# Another coat problem - need help!



## havaguy (Dec 17, 2013)

I had my gold colored hav in a full coat that he has been growing for several years, and then he got a bad case of fleas this fall that I had a hard time getting on top of. I ended up getting a natural, oil -based remedy that I put on his back which ended up causing his hair to break off where I put it which of course made me very angry. Now he has very short hair next to very long hair so my plan is just going to clip it all down to even things out and basically start from scratch, hard as it will be for me to do.

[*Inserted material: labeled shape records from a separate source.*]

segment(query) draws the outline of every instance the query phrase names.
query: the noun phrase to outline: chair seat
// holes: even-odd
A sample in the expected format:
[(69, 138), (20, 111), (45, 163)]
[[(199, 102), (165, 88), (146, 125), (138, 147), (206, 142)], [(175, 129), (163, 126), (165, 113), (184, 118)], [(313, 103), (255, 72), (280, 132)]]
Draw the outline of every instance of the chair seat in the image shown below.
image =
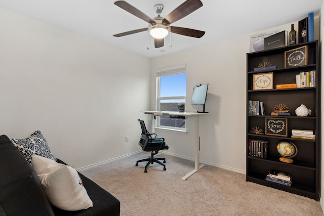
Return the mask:
[[(146, 146), (146, 148), (145, 148), (145, 151), (156, 151), (156, 147), (159, 147), (160, 145), (160, 144), (159, 143), (156, 143), (156, 144), (152, 143), (151, 144), (150, 144), (149, 146)], [(169, 146), (167, 145), (166, 143), (164, 143), (164, 144), (160, 149), (160, 150), (164, 150), (164, 149), (169, 149)]]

My questions are about what products will help strenthen his hair so it doesn't break off again and has the best chance of growing out, and how to trim a hav so it doesn't end up looking like a bichon or a teddy bear. My dog has the typical soft, thin and kinky hav coat. In the past I've use Coat Handler products on him until I ran out of the shampoo, then I got Mane and Tail at the supermarket. I also tried Pantene anti-breakage shampoo on him which I can't stand the tooty fruity smell of. I like the Coat Handler products the best but the shysters that sell it thru the mail charge you a fortune for the shipping so it ends up being a major investment to buy it. Anyone know who has the best prices on this with the shipping (I'm in Kansas)?

My hav - named Wheaty - is an energetic little fellow who likes to go for runs and walks with me. He doesn't seem to mind the long hair - even in summer - and it's funny to watch him running because he is VERY fast, so he looks like a ball of fur just zipping down the street. I think he would look like Higgins from the old TV show Petticote Junction if I could figure out the haircut.


----------



## Deacon Blues (Nov 22, 2013)

Amazon sells it with free two-day shipping if you're a Prime member. I'm sure it's reasonable if you're not a Prime member.

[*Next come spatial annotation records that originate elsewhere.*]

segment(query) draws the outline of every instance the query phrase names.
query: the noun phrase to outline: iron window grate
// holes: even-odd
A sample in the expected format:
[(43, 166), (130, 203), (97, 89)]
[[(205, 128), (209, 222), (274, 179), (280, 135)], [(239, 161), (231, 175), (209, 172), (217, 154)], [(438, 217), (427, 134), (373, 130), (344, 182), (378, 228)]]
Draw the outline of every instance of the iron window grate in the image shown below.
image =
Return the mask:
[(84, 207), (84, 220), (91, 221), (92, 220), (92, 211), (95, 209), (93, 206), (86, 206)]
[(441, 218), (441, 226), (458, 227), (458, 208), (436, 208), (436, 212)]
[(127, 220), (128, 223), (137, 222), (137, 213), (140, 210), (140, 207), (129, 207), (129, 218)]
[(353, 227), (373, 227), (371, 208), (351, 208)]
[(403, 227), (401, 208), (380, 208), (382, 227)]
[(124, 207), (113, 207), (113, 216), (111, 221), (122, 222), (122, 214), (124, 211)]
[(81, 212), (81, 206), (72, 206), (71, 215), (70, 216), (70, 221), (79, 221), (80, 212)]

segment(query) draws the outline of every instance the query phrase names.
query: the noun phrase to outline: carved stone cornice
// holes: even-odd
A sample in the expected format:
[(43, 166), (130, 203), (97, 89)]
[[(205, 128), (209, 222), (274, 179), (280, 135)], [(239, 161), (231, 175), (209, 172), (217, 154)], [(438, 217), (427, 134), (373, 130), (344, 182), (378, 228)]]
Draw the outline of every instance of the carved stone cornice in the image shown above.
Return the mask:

Sent from Petguide.com Free App


----------



## Clara (Dec 14, 2013)

I would say that your dog needs some high quality nutrition along with a good shampoo.


----------



## whimsy (Apr 3, 2010)

I personally would start with a trip to the vet for a complete physical exam including blood work and a skin scraping to make sure nothing else is going on. Always a good first step.


----------